More and more I have come to admire resilience. Not the simple resistance of a pillow, whose foam returns over and over to the same shape, but the sinuous tenacity of a tree: finding the light newly blocked on one side, it turns in another. A blind intelligence, true. But out of such persistence arose turtles, rivers, mitochondria, figs—all this resinous, unretractable earth.
These lines from Jane Hirschfield are from her poem, “Optimism, ” which is no sunshiny, easy thing in these darkening, disturbing times. Optimism, hope, resilience—these are hard choices in harsh days, religious in their rigor. Our theme this month is faith—not easy, breezy, witless wishful thinking—but the resilient resolve to stay focused and bright.
We say yes to the future, even when the present is very cloudy; we say yes to the present, even when the past has all but crushed our spirit. We go on faith more than we admit, not goofy faith in crazy out-sized outcomes, nor in fact in any outcome, but faith in this good day, this good earth, these good companions, good work, good bread. We place our trust in small habits of the heart, and in something larger than ourselves which might be God but might also be community, present, past and future, the good work of good and decent people. It might just be love.

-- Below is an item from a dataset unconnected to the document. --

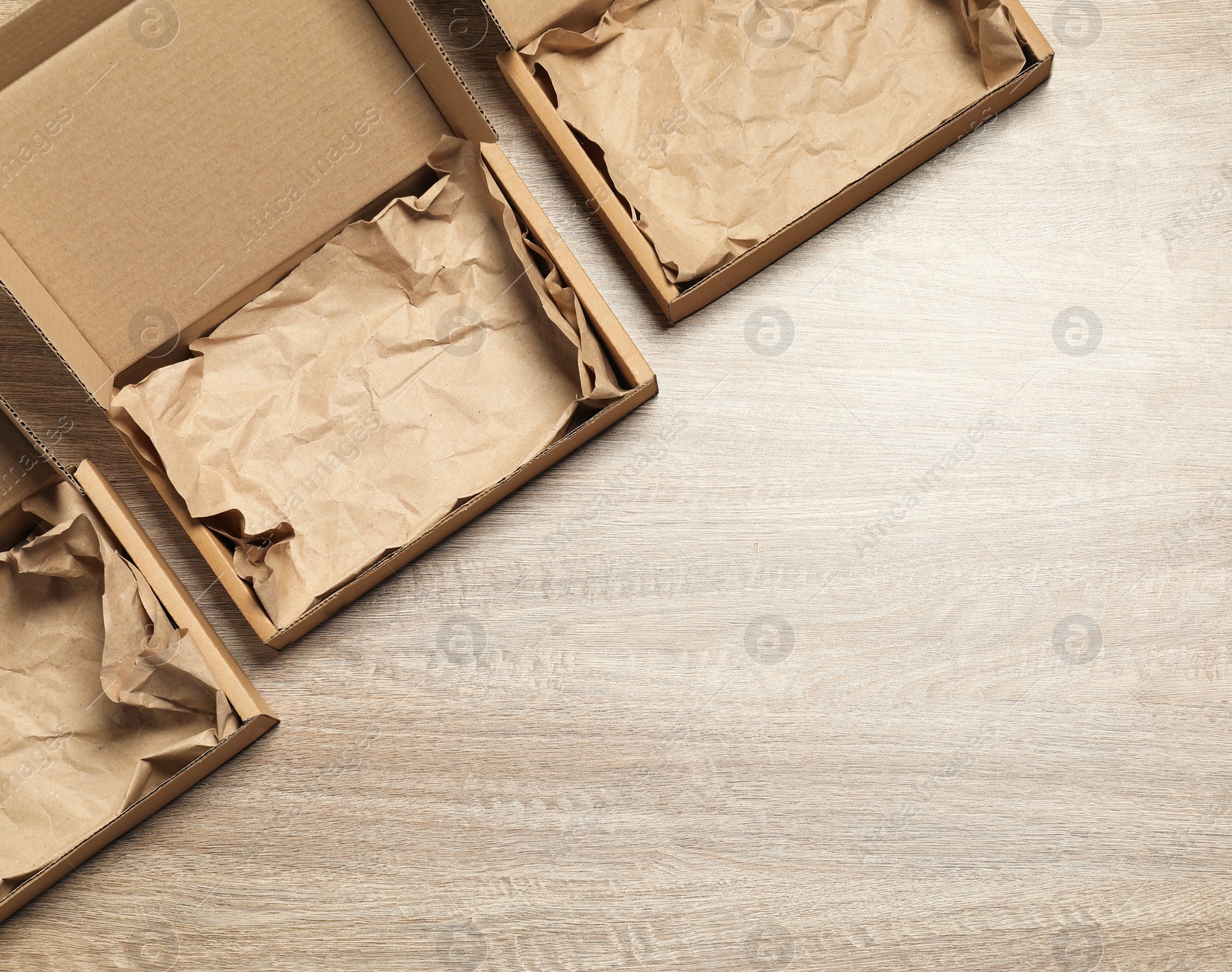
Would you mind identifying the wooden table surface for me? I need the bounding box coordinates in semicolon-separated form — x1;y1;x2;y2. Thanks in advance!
0;0;1232;972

We’re part of that same resilient earth the poet writes about. We’re wired for resilience, designed to turn toward light. Not like Pollyannas, but sequoias. Oaks. Sycamore. All the deliberate ferns that have persevered since prehistoric times—the seemingly delicate ferns, curled and brown as fall draws down, waiting to explode with life in spring.
What do you turn toward? What do you believe in? What saves your life? In what good ground is your faith planted?